I don’t think this would actually be viable for normal operations, crawl saves a lot, and it normally takes on the order of ms; any case where it’s taking longer is a case where something has gone so wrong that the crawl process is probably completely blocked (as seems to be the case with whatever is going on with CUE).

1 Thank

Honestly, I think it’s not the first time either that this happens to me on this server (the only server I’ve ever played on). Which server did you experience this sort of thing on?

certainly with bcrawl running on my own computer, but I’m not certain that was the only time it happened

That’s good to know. There’s two questions that remain to me:
(1) Does it flush synchronously or asynchronously? The former might be better UX because DCSS would only continue/exit if the data has arrived to the disk, which is a good assurance.
(2) Does DCSS save during acquirement generation? Or does it just have a loop that makes it save & flush every few seconds? Even a few seconds could be stretched to long times on taxed computers/servers, so that’s an important difference.

That makes a lot of sense, since if it saves frequently, there’s less data to write to disk every time, and that’s excellent because it reduces the chance of data loss like what happened to me. Also DCSS doesn’t write that much data I imagine, it just has to track the player’s progress mainly. So not even megabytes I guess. So I agree, there’s no need to show a progress bar for saving nor flushing in this case.

Okay so I’m not a programmer (although I do have knowledge), but I delved a bit into the source code and found some interesting things (to my best interpretation, as I don’t know C++):
(1) In files.cc, there’s a function called save_game(). If it’s called with false, it does an intermediary save mid-game, and with true it saves & exits. When saving, it calls a function called commit() on the game data.
(2) In package.cc, there’s a function called commit(), which checks if DO_FSYNC is set, and if it is, it calls fdatasync(). Normally, fdatasync() is a system call on Unix-like systems (fdatasync(2), which is similar to fsync(2) but doesn’t call the OS to flush filesystem metadata), but see the next paragraph.
(3) In syscalls.cc, there’s a function called fdatasync(). It calls a Windows-specific system call or system library function that tells Windows to flush unwritten data from RAM to disk.
(4) In package.h, there’s the definition of DO_FSYNC. It’s only set if neither DGAMELAUNCH nor some debugging-related constant are set.

I have a few thoughts from this, assuming I got this right. When commit() executes, does it call the fdatasync() system call or the seemingly–Windows-only wrapper in syscalls.cc? (If it’s always this or that, then DCSS only flushes to disk on one kind of operating system and not both kinds.
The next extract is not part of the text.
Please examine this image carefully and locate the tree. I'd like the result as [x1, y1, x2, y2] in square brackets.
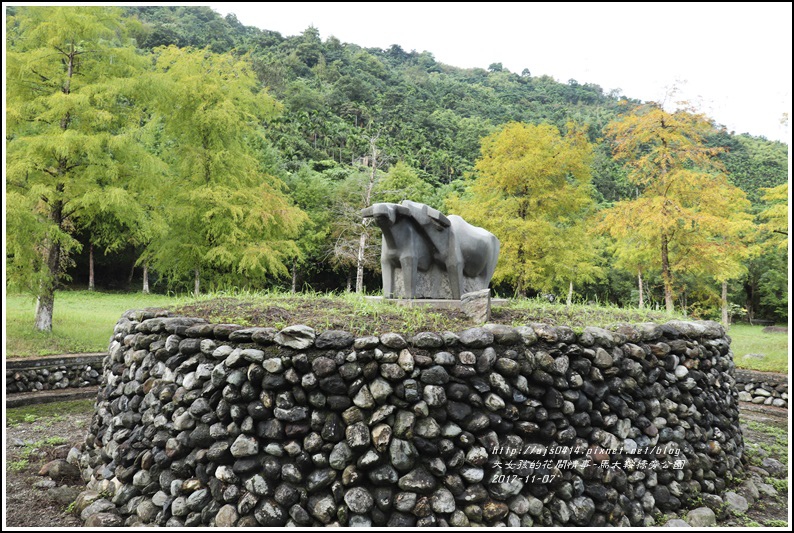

Or maybe on Unix-like systems the system call definition takes precedence over the wrapper so it works on both?) And is it possible that the WebTiles interface on the underhound.eu server runs DCSS with either DGAMELAUNCH or debugging enabled, so that flushing is skipped? Also I didn’t see anything to suggest that the code is async, so it’s probably synchronous, which I see as a good thing.
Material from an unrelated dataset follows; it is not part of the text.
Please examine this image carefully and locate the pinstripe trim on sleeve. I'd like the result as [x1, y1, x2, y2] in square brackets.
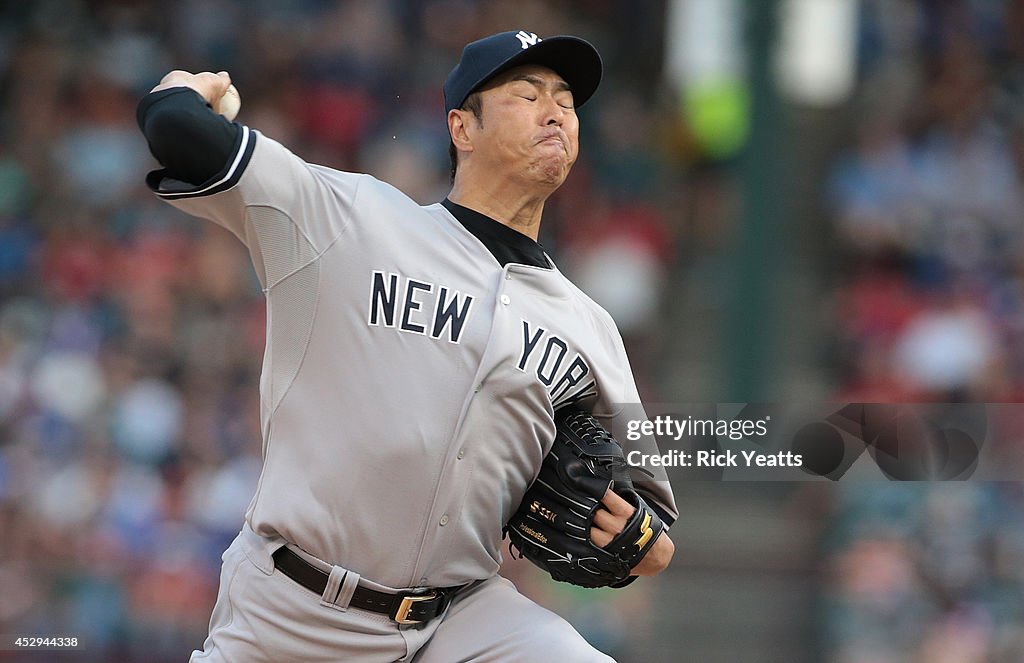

Furthermore, I saw that the game calls save_game(false) in ouch.cc, but saw no call for that in acquire.cc. I don’t know your codebase but I seem to have an identical intention to the person that added this save_game() call in ouch.cc — saving (and flushing to disk) during major game events.
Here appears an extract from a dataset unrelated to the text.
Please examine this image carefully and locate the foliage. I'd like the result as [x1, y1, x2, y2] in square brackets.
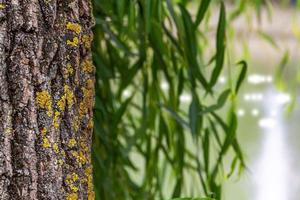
[93, 0, 252, 200]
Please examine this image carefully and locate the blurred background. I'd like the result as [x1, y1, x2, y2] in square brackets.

It sounds like it might solve the issue if you add save_game(false) to the appropriate place in acquire.cc
But you’d have to experiment with implementing it and manually crashing the game in the middle of an acquirement to test whether it has the intended effect. If implemented incorrectly it could lead to you losing the scroll without getting the item (?)

If you care a lot you could put in a pull request. It sounds like you should be capable. I can’t make any promises on behalf of the devs though.

1 Thank

First, it’s exactly what I’m requesting here; but second, it wouldn’t be effective if the game doesn’t flush to disk. So I want it to have this function call in acquire.cc anyway, but it might not be enough to mitigate this issue. Furthermore, merely fixing flushing (assuming it’s broken) would decrease the chance of this issue occuring, which is also good, even though it doesn’t prevent the issue completely like a synchronous save & flush before displaying the result. And also it might be a good idea to add these save calls not just to acquirement/gift generation but also in other places, like maybe when vaults are generated in the dungeon or something.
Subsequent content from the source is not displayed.